Scientists have folded salty ice and discovered that it behaves like an electric generator

When we think of ice and salt, it is normal to imagine a road in the middle of winter: the accumulated snow on the asphalt, the trucks spreading salt in a hurry and the neighbors trying not to slip on the icy sidewalks. It is a typical scene in the north or in the mountain areas, where winter turns the landscape into postcard, but also a daily challenge for those who have to move between cut roads or pedestrian crossings turned into traps.

What we usually see how a simple help against ice on roads, can actually hide an energy potential. A team from the University of Xi’an Jiaotong, in collaboration with ICN2 and Stony Brook University, has managed to try it in the laboratory.

A discovery with “taste” to salt. A pinch of salt for a material to deform, produce electricity. This phenomenon has a name and is called flexoelectricity. It had already been observed in moving glaciers or in ice plates under pressure, but never with results as powerful as those achieved in this study.

According to the studythe team frozen water with different concentrations of common salt (NaCl) and created ice blocks in several ways: cones, beams and plates. Then they applied flexion tests – check the ice on two supports and exert pressure from above – and measured the electricity generated. The result was surprising: salty ice generated up to 1,000 times more electric charge than pure ice.

The key ingredient. But how can salt enhance something as inert as ice? The answer is in the salted water microchannels that are trapped between the crystals. As the ICN2 press release detailssalt prevents ice from freezing. When folding, water and salt ions move from compressed areas to the stretched, generating an electric charge flow, what scientists call a “Current streaming”(Drag current).

In practical terms, the effect is so strong that experimental devices reached values ​​comparable to the best piezoelectric materials used today in the industry, According to research.

Depend on ice. At first glance, this technology could have applications in extreme environments, such as scientific stations in polar regions, where installing conventional energy infrastructures is very difficult.

The finding contrasts with reality. Since 2000, glaciers have lost 273,000 million tons of water annually, According to ESA. That is equivalent to the consumption of the entire world population for three decades. The setback is already translates into a loss of 5% of the global ice volume, with visible consequences: increased sea level and less availability of fresh water in rivers such as Ebro. Thus, to talk about ice as an energy resource raises an uncomfortable paradox: depending on something that melts increasingly faster.

That’s not all. Beyond the environmental dilemmas, the study itself recognizes that there is still much to solve. As they point out in Techxploresalty ice devices suffer mechanical fatigue: after many flexion cycles, their ability to generate energy can fall to 80%. In addition, much of energy is lost in the form of heat, which makes efficiency still lower than that of commercial piezoelectric devices.

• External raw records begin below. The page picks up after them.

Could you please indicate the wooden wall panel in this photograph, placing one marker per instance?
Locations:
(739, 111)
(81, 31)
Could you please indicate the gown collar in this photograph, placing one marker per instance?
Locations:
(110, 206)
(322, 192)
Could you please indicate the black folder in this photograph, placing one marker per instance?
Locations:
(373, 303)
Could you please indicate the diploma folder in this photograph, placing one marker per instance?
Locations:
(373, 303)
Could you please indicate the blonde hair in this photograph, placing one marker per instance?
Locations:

The look is wide. Even so, the finding opens a fascinating door. “Its advantages – abundance, sustainability and low cost – make it a promising candidate for clean technologies,” Underline the ICN2. And researchers believe that the model is not limited to ice: it could be applied to other porous solids containing fluids inside.

The paradox, however, persists: while science explores how to take advantage of the hidden energy on ice, climate change melts at an alarming pace. Perhaps this discovery not only serves to think about new technologies, but also to remember the value of a resource that is disappearing.